Hristiyan dünyası açısından kutsal kabul edilen bu tarihi yapıyı ziyaret eden yabancı turistler, bazilika çevresinde ayinlerini gerçekleştirmeye devam ediyor. Bölge halkı Papa’nın gelişinin bölgeye olan ilgiyi daha da artıracağını, İznik’in inanç turizminde dünya çapında daha görünür hale geleceğini belirtiyor.
Papa Türkiye’ye Neden Geliyor: I. İznik Konsili ve Batık Bazilika’nın Gizemi
2014 yılında İznik Gölü’nün derinliklerinde 1500 yıllık bir sır keşfedildi. Bursa Büyükşehir Belediyesi tarafından tanıtım amacıyla helikopterle çekilen görüntülerde suların berrak olduğu bir anda üç Türk gazetecinin kadrajına giren bazikal kalıntılar, Amerikan Arkeoloji Enstitüsü tarafından 2014 yılında dünya çapındaki en önemli 10 keşiften biri olarak seçildi.
Bursa’da adını Bitinya, Roma, Selçuklu ve Osmanlı medeniyetlerine ev sahipliği yapan İznik’ten alan gölde, kıyıdan yaklaşık 20 metre açıkta ve su yüzeyinin 1,5 ila 5 metre altında yer alan bazikal yapının 41 metre uzunluğunda ve 18 metre genişliğinde olduğu tahmin ediliyor.

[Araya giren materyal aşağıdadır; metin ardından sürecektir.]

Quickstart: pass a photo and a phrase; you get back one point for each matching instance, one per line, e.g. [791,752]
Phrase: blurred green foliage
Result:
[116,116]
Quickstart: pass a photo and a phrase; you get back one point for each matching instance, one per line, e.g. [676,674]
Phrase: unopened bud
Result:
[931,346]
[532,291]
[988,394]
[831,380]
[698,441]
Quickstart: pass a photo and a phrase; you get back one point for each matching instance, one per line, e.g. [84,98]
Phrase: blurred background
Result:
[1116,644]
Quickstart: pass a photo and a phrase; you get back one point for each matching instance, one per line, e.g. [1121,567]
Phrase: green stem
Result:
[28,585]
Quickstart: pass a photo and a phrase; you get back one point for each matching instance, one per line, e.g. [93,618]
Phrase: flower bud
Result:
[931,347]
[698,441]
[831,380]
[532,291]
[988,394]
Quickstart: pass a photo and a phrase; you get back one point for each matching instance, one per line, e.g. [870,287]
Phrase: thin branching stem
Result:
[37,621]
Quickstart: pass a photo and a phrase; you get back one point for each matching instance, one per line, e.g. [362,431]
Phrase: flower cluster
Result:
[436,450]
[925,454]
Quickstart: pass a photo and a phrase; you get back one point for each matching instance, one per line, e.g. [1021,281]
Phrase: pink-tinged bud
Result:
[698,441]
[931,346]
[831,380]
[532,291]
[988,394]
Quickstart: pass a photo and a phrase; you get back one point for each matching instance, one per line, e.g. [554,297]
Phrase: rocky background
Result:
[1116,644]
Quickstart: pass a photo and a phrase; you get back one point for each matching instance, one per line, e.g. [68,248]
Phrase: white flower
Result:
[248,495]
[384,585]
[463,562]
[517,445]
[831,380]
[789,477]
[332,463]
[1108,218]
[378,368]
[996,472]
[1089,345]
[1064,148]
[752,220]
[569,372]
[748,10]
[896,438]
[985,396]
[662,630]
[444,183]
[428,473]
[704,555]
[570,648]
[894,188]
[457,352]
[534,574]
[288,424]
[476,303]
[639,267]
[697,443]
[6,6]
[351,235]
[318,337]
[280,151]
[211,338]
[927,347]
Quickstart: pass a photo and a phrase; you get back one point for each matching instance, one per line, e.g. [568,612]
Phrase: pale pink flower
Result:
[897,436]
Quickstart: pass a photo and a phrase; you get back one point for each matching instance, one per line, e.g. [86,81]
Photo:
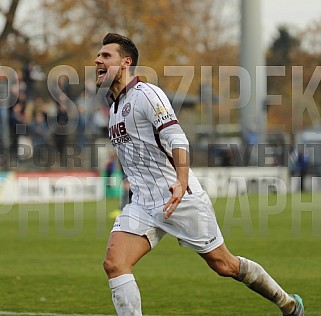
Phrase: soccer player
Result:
[167,197]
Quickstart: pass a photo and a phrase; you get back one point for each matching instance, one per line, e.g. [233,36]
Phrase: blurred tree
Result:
[282,47]
[8,28]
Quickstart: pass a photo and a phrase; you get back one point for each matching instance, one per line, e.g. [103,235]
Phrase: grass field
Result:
[51,259]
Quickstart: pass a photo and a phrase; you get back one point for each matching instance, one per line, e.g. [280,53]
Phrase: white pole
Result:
[252,110]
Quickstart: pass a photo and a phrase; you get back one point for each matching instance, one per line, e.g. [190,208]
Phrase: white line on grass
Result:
[6,313]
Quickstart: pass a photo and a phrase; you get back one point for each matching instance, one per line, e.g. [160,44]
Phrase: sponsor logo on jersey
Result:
[160,110]
[163,118]
[126,109]
[210,241]
[118,134]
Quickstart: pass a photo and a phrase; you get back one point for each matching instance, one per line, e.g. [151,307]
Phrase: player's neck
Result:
[120,85]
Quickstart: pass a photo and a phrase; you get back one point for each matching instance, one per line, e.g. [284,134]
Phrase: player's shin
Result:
[125,295]
[257,279]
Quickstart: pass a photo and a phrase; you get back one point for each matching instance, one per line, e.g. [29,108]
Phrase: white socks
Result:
[258,280]
[125,295]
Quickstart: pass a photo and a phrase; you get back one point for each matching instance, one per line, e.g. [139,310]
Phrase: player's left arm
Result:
[178,188]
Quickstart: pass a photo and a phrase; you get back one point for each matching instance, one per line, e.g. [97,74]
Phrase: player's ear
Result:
[127,61]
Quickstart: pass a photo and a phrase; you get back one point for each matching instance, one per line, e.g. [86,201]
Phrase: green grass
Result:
[47,265]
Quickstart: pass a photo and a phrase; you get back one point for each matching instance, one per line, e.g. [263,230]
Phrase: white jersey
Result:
[141,121]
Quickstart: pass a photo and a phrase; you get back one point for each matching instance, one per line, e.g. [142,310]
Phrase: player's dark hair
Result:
[127,47]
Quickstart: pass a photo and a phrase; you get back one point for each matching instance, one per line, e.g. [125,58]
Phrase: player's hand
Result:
[177,191]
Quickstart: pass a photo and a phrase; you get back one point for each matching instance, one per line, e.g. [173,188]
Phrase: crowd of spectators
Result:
[37,129]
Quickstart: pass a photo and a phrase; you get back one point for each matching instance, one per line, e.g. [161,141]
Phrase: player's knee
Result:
[225,268]
[110,267]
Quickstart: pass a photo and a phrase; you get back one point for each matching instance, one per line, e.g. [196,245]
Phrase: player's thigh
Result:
[124,250]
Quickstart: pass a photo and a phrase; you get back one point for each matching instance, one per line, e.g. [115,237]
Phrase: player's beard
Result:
[109,79]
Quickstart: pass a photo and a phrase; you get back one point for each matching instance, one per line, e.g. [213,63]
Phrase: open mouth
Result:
[101,72]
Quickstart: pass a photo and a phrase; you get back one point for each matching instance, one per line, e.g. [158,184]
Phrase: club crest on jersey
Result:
[126,109]
[160,110]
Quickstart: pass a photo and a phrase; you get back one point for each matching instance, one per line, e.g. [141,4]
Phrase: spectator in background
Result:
[85,104]
[39,135]
[61,130]
[16,118]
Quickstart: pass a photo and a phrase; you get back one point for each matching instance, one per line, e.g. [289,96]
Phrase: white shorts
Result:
[193,223]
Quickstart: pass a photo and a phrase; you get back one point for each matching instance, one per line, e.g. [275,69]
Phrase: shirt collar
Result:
[130,85]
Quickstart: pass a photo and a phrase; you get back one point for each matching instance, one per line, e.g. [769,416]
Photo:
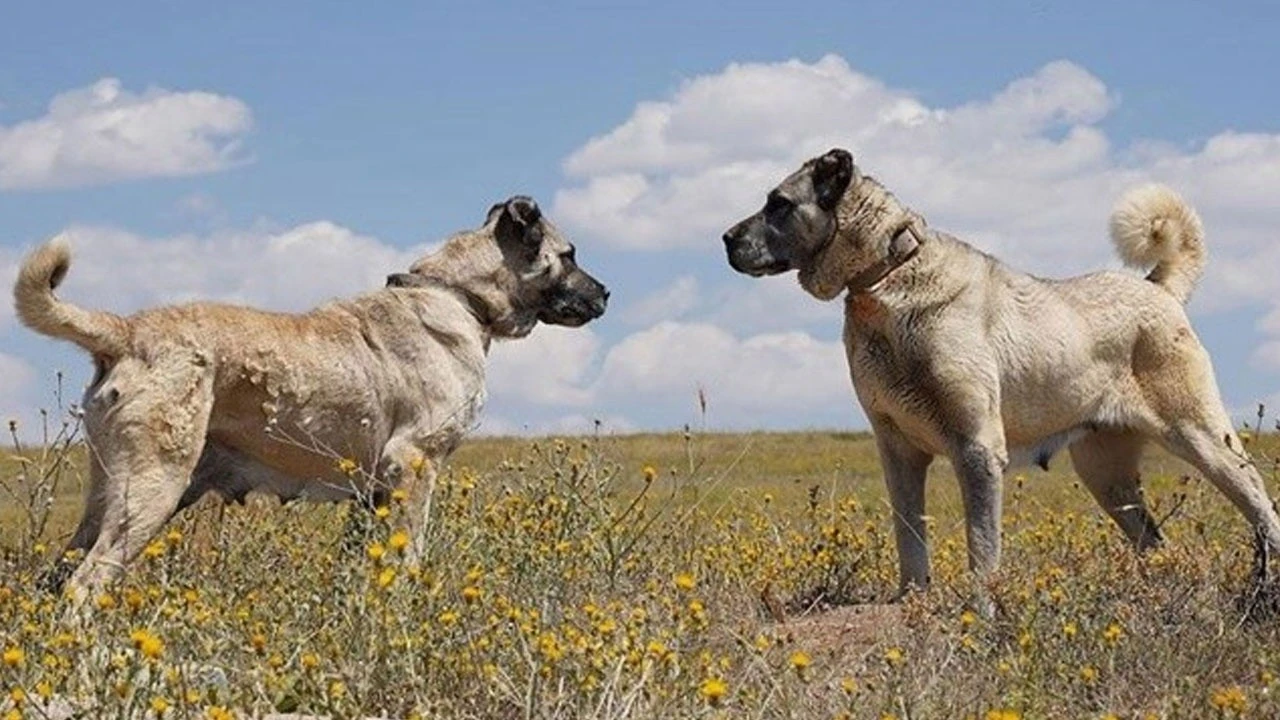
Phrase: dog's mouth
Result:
[574,311]
[757,268]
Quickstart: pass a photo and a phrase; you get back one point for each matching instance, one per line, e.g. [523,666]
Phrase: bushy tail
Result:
[1152,227]
[104,335]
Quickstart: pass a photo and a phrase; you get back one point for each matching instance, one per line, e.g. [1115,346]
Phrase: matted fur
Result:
[954,354]
[209,397]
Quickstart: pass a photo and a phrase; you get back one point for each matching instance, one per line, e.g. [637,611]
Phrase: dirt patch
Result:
[844,633]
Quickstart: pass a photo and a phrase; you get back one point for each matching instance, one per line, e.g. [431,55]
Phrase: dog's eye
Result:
[777,206]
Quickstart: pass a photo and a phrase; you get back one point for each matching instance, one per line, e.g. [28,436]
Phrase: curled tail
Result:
[104,335]
[1152,227]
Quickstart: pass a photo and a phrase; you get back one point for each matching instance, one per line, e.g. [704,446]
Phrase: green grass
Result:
[560,583]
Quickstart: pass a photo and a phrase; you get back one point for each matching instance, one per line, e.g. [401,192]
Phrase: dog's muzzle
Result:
[576,306]
[750,258]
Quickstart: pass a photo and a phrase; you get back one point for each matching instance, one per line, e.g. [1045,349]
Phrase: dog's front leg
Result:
[905,469]
[981,469]
[406,468]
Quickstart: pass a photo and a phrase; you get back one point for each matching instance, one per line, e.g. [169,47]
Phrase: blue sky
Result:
[373,130]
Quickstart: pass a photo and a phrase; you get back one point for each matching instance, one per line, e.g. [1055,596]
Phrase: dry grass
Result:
[645,577]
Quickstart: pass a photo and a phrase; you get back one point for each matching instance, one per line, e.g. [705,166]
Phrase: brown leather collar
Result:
[904,246]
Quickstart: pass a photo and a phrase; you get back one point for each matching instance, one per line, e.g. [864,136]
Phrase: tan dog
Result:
[204,397]
[954,354]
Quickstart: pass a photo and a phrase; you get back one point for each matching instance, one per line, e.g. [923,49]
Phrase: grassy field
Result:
[714,575]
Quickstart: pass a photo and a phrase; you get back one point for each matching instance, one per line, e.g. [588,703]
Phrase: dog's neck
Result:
[874,237]
[472,272]
[903,247]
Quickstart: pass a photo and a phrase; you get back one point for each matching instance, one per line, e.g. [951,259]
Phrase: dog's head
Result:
[519,268]
[826,220]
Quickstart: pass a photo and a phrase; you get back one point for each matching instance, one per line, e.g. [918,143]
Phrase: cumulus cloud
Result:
[103,133]
[1027,173]
[284,269]
[664,304]
[744,379]
[547,368]
[17,382]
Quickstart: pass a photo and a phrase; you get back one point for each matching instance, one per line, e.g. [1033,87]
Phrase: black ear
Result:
[831,177]
[406,279]
[517,222]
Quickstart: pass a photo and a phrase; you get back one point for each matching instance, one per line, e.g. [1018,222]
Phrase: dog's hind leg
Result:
[1107,464]
[146,428]
[905,470]
[86,533]
[1220,456]
[405,466]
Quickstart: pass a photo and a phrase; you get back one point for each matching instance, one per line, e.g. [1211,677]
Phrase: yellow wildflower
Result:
[713,691]
[387,577]
[1230,698]
[894,656]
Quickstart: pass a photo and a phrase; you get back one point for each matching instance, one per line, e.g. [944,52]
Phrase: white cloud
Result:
[664,304]
[1027,173]
[670,363]
[17,382]
[103,133]
[289,269]
[547,368]
[572,424]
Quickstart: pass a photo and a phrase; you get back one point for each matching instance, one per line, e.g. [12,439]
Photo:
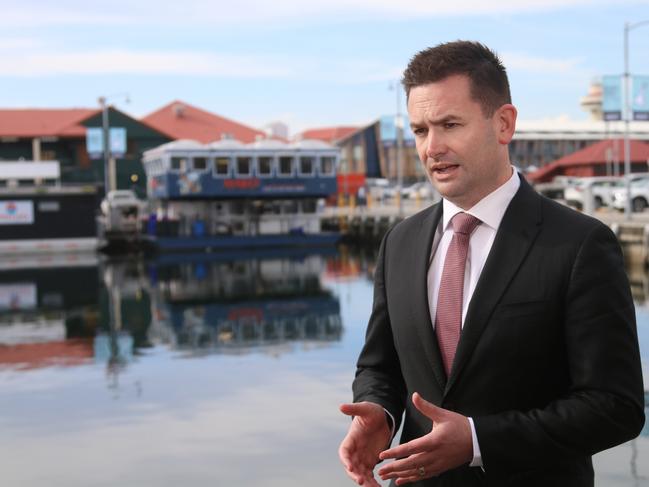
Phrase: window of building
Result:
[179,164]
[327,165]
[222,166]
[199,163]
[244,166]
[307,165]
[48,155]
[265,166]
[286,165]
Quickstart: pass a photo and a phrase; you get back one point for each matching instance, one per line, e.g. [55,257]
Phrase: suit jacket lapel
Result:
[518,229]
[420,309]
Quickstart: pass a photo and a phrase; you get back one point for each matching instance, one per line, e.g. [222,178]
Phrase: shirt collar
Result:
[490,209]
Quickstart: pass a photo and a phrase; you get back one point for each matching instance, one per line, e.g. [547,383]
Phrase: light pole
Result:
[628,26]
[398,152]
[105,125]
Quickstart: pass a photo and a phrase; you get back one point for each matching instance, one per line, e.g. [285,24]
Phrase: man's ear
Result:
[505,122]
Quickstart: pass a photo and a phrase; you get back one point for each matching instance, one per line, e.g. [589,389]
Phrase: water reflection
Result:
[205,364]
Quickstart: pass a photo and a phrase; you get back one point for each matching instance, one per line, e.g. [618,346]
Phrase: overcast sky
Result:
[307,63]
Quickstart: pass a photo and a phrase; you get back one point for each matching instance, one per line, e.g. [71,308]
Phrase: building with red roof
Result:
[598,159]
[180,120]
[60,135]
[331,135]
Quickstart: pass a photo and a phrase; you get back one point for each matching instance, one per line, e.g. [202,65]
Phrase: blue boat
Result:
[228,195]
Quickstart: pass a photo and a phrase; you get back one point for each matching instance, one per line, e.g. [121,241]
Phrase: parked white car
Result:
[639,194]
[601,189]
[423,190]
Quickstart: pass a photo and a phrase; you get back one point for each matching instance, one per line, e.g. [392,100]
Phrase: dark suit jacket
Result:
[547,365]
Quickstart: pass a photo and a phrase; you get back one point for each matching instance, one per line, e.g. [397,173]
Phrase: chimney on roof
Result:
[178,110]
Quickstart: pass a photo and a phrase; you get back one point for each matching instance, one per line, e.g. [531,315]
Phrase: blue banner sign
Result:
[612,97]
[95,142]
[640,98]
[389,129]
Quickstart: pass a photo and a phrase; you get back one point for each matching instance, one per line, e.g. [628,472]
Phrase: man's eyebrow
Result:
[438,121]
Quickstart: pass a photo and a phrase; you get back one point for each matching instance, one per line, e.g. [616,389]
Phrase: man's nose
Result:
[435,145]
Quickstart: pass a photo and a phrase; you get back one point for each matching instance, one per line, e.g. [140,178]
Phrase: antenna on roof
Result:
[178,109]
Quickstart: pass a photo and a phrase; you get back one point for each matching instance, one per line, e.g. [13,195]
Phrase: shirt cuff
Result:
[391,421]
[477,457]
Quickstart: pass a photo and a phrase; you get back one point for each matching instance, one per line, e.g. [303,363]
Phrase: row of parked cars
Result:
[383,190]
[605,191]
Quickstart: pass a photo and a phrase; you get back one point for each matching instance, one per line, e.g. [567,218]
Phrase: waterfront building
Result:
[181,121]
[371,151]
[603,158]
[60,135]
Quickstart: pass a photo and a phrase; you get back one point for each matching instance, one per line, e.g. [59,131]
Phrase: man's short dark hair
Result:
[486,73]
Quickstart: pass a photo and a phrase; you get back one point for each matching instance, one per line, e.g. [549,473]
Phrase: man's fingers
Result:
[426,408]
[360,409]
[405,464]
[418,445]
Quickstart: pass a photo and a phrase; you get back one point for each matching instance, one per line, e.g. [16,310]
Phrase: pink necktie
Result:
[448,316]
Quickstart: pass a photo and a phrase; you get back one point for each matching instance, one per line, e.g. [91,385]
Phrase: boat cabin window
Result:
[307,165]
[222,166]
[244,166]
[179,164]
[199,163]
[286,165]
[265,166]
[327,165]
[309,206]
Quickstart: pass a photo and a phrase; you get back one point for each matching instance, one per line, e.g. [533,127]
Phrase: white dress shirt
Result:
[490,211]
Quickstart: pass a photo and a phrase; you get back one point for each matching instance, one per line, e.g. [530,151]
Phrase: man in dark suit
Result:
[502,322]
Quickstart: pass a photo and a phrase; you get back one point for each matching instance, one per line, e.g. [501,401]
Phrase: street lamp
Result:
[628,26]
[106,137]
[398,125]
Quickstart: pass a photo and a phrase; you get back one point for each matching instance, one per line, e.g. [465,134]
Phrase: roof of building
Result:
[180,120]
[565,128]
[44,122]
[327,134]
[598,153]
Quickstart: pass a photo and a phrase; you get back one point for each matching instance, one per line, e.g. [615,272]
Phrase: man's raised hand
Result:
[447,446]
[368,435]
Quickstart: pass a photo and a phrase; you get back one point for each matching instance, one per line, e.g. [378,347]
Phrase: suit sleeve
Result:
[378,374]
[604,404]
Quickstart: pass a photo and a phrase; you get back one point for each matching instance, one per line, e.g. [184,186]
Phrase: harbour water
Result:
[215,370]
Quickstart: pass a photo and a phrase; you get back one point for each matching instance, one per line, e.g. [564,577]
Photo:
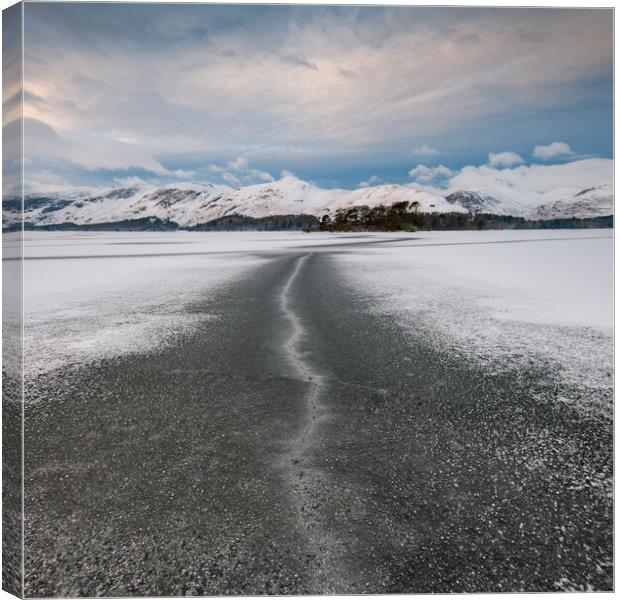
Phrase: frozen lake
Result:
[494,296]
[316,413]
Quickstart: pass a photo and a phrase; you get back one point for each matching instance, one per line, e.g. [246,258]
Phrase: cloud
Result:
[317,88]
[371,181]
[424,174]
[298,61]
[131,181]
[536,178]
[553,150]
[240,173]
[504,159]
[424,150]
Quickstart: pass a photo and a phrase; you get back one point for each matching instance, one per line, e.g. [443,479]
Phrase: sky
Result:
[340,96]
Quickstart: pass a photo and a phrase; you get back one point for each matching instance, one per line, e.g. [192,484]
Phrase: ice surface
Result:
[539,299]
[536,299]
[88,295]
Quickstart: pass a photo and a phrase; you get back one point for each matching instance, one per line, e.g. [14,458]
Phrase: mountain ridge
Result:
[191,204]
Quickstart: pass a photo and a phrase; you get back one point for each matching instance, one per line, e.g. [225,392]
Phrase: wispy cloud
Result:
[424,150]
[171,89]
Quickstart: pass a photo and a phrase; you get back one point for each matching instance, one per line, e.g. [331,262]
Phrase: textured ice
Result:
[509,299]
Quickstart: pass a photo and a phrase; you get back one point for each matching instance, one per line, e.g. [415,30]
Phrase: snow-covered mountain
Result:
[592,202]
[189,204]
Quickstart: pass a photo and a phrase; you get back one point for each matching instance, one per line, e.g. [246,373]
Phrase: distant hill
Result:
[298,204]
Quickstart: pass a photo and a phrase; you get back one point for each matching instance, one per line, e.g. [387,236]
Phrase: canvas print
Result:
[305,299]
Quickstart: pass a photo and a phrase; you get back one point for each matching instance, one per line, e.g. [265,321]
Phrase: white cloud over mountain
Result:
[174,89]
[504,159]
[552,150]
[425,174]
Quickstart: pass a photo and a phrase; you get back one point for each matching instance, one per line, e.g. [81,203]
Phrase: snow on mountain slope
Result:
[188,204]
[593,202]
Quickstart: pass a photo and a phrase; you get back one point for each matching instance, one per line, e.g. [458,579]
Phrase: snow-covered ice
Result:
[536,299]
[504,299]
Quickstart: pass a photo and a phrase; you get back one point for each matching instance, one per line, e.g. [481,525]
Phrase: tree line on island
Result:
[405,216]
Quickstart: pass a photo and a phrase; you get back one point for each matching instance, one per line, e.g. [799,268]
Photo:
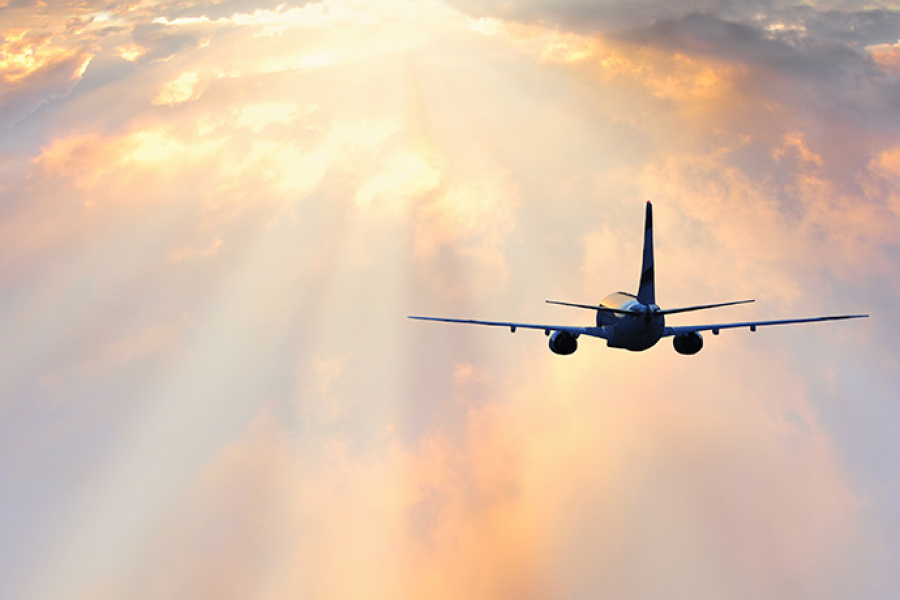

Batık bazilikanın Hristiyanlık inancının en erken kiliselerinden birisi olduğu ve daha da önemlisi planı üzerinde hiç oynanmadan günümüze kadar ulaşan ender örneklerden biri olduğu düşünülüyor. Bazilikanın suya gömülmüş olması ise binayı yüzyıllar boyunca olduğu gibi muhafaza edebilmiş durumda. Üç nefli bazikal plan türündeki bu kalıntılar adeta bir zaman makinesi niteliğinde.
Papa’nın İznik’e Gelme Planı: “Yapmayı kalpten istediğim bir seyahat…”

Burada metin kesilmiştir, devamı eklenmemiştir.